Overtime pay for technical support teams is not only the law-it's also a good investment, experts say. It's a good investment because it serves as an important weapon in the attack against threats to any company's productivity, profitability and even morale, many industry observers believe.
"There's no doubt that overtime opportunities contribute to job satisfaction for some technicians," says Paul C. Smith, distributed support manager for insurance provider Aetna Inc. "As with any diverse group of employees, some welcome the chance to add to their income, while others are satisfied with their 40 hours and base pay. In my experience, the availability of overtime for support technicians has a positive impact on both recruiting and retaining these individuals."
The real threat is in the turnover of experienced, customer-service-centered IT technicians. These are technicians who are homegrown, not ones hired from the outside with lots of experience. Statistics show such technicians have likely been with a company at least three years intrinsically know their company's technology and customer needs and are familiar with proprietary applications, the company's network, its build processes and the corporate culture.
And when they answer a support call, the questions get answered -- or when they go desk-side, the problem is fixed. This has been proven to minimize downtime and improve cost efficiencies, observers note.

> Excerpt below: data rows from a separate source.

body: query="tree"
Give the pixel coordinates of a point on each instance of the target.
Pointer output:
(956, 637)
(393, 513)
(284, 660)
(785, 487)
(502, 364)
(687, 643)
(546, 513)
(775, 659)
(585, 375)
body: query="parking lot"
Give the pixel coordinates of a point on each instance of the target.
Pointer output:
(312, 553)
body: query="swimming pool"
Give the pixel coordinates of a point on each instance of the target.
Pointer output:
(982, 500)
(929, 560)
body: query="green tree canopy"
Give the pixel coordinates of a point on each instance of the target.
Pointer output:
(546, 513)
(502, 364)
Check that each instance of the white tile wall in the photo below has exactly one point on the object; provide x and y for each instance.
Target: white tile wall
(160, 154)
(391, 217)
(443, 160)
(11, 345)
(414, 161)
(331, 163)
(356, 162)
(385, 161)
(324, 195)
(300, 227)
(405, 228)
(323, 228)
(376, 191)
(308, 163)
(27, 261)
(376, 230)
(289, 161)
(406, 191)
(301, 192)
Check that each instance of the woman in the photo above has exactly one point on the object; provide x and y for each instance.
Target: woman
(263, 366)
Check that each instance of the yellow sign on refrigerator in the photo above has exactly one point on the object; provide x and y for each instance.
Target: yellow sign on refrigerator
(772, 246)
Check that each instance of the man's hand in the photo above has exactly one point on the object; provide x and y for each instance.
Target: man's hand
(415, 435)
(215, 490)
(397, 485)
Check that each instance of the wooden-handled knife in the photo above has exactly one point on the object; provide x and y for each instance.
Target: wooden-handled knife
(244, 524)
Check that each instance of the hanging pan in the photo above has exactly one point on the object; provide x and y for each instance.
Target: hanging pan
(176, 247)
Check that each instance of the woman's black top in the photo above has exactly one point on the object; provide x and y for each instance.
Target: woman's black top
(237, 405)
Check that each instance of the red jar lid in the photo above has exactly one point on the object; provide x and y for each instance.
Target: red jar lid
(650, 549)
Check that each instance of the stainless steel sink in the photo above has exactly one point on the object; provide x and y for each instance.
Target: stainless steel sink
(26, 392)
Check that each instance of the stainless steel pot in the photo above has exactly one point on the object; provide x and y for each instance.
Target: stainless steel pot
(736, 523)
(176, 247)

However, experienced technicians can be run off a job by being overworked and underpaid. Adequate staffing is essential: If a company has enough bench strength to do quality work, then overtime doesn't have to be mandatory.
Some observers believe that Jan. 1 is the ideal time to roll out overtime pay, and that HR needs to lead the charge. They think that it's a good idea to bring in a consulting employment attorney to do a quick job-classification audit, as some IT positions are not easily classified. Instead of sticking one's head in the sand on this issue, some counsel that it would be more constructive to see the possibilities in overtime pay as a way to build a cohesive, experienced technical support group that will stay together.
As in any line of work, companies have to pay for excellence. But the question many IT managers have to ask themselves is, "Does excellence pay for itself?"